Meskipun demikian, Andre mengatakan BPN menghormati pelaporan Propaganda Rusia ke Bawaslu. Ia mengatakan hal itu murni berasal dari masyarakat yang kemungkinan tidak menyukai gaya politik tidak sehat yang ditandai dengan saling tuding tanpa adanya bukti itu.
"Mungkin dia (pelapor) merasa nggak nyaman dengan tuduhan itu makanya dia melaporkan," kata Andre saat dihubungi Republika.co.id, Rabu (6/2).
Advokat Peduli Pemilu melaporkan calon Presiden Joko Widodo (Jokowi) ke Bawaslu RI di Jakarta, Rabu, terkait pernyataannya soal Propaganda Rusia. Selain Jokowi, sejumlah anggota dari Tim Kampanye Nasional Jokowi-Ma'ruf juga dilaporkan terkait hal itu.
"Mereka adalah Juru Bicara TKN Ace Hasan Syadzily, Sekretaris TKN Hasto Krsitiyanto, dan Wakil Ketua TKN Arsul Sani," kata Mohammad Taufiqurrahman dari Advokat Peduli Pemilu.
Taufiq dalam kesempatan tersebut menyampaikan pernyataan Jokowi soal adanya tim sukses yang menyiapkan Propaganda Rusia pada 2 Februari 2019 di Jawa Timur tersebut, menyesatkan dan menimbulkan keresahan masyarakat.
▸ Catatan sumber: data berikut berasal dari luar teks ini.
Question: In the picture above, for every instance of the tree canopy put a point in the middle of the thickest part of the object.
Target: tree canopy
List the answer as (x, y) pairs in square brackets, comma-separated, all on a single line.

Setelah itu, pernyataan tersebut juga kemudian disambung dengan pernyataan dari anggota TKN terkait hal itu. Oleh karena itu, dirinya juga melaporkan tiga anggota TKN lainnya.
"Karena ini tidak jelas kebenarannya dan menyesatkan masyarakat. Hal ini juga membuat keresahan dan polemik di masyarakat," ucapnya.
Taufiq menyampaikan pernyataan tersebut diduga melanggar ketentuan UU No. 7/2017 tentang Pemilu pasal 280 ayat (1) huruf C dan D juncto pasal 521. Dalam pasal 280 ayat 1 huruf c menyatakan peserta pemilu dilarang menghina seseorang, agama, suku, ras, golongan, calon dan peserta pemilu yang lain. Sementara huruf d menyatakan larangan menghasut dan mengadu domba perseorangan ataupun masyarakat.
Pada pasal 521, dinyatakan ancaman terhadap perbuatan yang melanggar pasal 280 pidana penjara paling lama dua tahun dan denda paling banyak Rp 24 juta. Ia mengatakan, pelaporan tersebut dengan barang bukti video dan juga print out pemberitaan pada 2-3 Februari 2019.